Dopo circa quattro anni passati ad osservare i pugni tirati dal figlio, il padre ha capito che quella di Abdallah per la boxe è una vera passione, così nel 2012 l’ha spinto ad andare a bussare alla porta del Boxing Team Aosta. Qui è stato prontamente accolto dal personal trainer Stefano Marcias (insieme a lui nella foto e nel video che vedete in questa pagina), che da allora si occupa quotidianamente della sua preparazione atletica e lo fa “salire sul ring” due volte a settimana.
Durante le sessioni di allenamento il nostro aspirante pugile è felice, perfettamente a suo agio, tanto che quasi si dimentica di essere seduto su una carrozzina; purtroppo però non ha mai avuto l’opportunità di combattere veramente, sfidando un avversario nelle sue stesse condizioni. Questo perché attualmente in Italia la boxe non è riconosciuta come sport per disabili, al contrario di quanto invece accade in altri Stati, per esempio in Francia.
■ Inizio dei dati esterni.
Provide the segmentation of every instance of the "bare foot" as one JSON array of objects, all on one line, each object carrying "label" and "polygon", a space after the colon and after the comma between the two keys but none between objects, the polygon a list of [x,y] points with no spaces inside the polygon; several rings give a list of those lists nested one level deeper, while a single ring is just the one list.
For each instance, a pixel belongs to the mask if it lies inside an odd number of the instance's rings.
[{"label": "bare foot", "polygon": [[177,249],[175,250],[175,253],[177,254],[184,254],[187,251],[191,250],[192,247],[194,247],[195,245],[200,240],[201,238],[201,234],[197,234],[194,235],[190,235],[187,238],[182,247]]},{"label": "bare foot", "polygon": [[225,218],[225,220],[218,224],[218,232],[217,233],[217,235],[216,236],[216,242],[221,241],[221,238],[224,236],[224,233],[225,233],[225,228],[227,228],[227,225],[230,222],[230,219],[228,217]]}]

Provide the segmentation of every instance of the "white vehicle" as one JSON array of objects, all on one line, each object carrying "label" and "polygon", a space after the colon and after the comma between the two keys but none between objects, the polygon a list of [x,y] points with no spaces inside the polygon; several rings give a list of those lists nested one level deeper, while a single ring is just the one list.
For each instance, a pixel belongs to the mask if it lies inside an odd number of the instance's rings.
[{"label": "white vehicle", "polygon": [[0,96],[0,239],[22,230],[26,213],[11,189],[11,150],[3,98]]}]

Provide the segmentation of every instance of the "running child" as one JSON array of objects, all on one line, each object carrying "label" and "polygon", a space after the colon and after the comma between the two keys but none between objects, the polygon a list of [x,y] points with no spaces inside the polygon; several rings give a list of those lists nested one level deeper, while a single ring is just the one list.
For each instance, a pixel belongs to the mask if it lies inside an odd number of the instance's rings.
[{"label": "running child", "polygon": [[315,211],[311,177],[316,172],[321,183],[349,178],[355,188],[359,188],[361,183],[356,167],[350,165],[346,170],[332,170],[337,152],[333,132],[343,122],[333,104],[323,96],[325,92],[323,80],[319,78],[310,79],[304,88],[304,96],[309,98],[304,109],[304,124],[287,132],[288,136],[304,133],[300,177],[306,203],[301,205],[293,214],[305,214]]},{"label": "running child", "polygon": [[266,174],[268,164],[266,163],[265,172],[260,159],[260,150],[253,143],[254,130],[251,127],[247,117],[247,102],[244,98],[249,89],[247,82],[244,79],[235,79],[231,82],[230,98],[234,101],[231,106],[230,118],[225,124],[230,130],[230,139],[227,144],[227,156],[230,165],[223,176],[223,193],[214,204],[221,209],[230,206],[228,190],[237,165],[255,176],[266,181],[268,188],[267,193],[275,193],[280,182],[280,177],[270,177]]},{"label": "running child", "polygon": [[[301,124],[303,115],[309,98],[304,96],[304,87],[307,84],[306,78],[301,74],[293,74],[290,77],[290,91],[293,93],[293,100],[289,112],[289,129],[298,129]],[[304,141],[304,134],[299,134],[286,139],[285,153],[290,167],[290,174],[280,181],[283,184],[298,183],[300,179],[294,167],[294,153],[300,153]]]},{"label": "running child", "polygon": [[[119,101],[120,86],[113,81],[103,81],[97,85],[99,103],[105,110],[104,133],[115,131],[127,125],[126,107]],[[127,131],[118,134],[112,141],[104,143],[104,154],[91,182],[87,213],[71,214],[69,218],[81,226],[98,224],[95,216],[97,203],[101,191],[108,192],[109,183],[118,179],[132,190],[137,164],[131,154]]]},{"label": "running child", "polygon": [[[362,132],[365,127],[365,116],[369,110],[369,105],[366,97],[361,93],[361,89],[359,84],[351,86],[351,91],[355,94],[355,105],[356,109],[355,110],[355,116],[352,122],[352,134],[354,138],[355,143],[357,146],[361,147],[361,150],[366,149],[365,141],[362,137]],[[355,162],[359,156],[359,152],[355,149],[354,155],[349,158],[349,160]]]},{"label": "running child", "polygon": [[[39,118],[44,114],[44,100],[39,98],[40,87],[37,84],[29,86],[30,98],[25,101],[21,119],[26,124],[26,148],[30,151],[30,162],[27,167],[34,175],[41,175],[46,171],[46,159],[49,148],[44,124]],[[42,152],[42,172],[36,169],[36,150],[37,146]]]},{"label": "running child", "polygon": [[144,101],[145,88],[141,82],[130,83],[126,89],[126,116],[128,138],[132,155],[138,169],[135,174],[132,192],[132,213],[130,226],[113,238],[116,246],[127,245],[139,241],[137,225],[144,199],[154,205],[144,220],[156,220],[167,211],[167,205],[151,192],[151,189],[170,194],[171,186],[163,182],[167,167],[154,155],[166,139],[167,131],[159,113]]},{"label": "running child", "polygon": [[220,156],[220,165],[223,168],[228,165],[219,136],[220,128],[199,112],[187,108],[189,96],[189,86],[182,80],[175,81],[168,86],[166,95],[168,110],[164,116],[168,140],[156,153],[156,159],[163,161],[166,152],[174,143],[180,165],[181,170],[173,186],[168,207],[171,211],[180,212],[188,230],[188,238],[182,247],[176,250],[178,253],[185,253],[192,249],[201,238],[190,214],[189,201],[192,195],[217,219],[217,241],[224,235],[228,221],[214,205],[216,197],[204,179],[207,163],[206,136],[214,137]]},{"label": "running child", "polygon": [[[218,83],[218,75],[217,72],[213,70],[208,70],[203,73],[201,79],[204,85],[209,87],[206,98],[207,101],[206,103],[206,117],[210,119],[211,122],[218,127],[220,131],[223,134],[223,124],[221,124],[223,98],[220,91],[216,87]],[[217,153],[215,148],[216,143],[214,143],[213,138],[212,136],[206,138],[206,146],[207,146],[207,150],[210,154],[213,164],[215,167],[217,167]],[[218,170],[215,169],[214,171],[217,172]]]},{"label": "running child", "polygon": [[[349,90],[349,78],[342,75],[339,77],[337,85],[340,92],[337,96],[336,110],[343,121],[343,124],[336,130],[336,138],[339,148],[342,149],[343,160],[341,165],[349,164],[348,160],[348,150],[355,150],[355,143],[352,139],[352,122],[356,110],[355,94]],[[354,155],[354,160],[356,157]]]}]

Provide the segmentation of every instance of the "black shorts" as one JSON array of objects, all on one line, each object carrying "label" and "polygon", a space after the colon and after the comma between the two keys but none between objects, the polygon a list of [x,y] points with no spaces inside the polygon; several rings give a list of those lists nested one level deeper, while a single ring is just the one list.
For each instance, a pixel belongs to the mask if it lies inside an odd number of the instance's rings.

In una nota del 7 aprile scorso la Federazione Pugilistica Italiana (FPI) spiega che si stanno muovendo i primi passi in questa direzione, visto anche il crescente interesse dei soggetti diversamente abili per il pugilato; all’interno della Federazione stessa è stata recentemente istituita una Commissione di studio che avrà il compito di stilare delle linee guida dettagliate per l’accesso alla pratica della boxe amatoriale da parte degli atleti con disabilità. È chiaro che siamo ancora molto lontani dal giorno in cui la “handiboxe” troverà un posto tra le discipline paralimpiche, ma sognare non costa nulla; ecco perché Abdallah si immagina già sul podio di una Paralimpiade con una medaglia al collo, tuttavia sapendo che la strada per raggiungere quest’obbiettivo è piuttosto lunga, rimane con i piedi per terra e pensa anche a un futuro professionale fuori dal ring.
Sebbene al momento preferisca non svelare qual è il suo lavoro ideale, l’atleta del Boxing Team Aosta non nasconde la sua preoccupazione per la scarsità di prospettive d’impiego offerte ai disabili della sua generazione; un pensiero questo, che se possibile rende ancora più forte in lui il desiderio di riuscire prima o poi ad apportare un contributo importante e significativo allo sviluppo della società civile.
Nell’esternare questa sua speranza, il boxeur aostano non è forse pienamente consapevole del fatto che già ora, da semplice liceale, è un grande esempio per giovani e meno giovani; la sua forza (interiore più che fisica) e la sua intraprendenza possono ispirare molte persone, stimolandole a “prendere a pugni” le avversità della vita e a trovare il coraggio di rialzarsi dopo ogni caduta. Non da ultimo, vogliamo auspicare che la sua storia faccia riflettere anche i cosiddetti “bulli”, insegnando loro un modo alternativo (e senz’altro più sano) di usare la propria forza, facendola giungere ai muscoli solo dopo averla attinta dal cuore e calibrata con il cervello.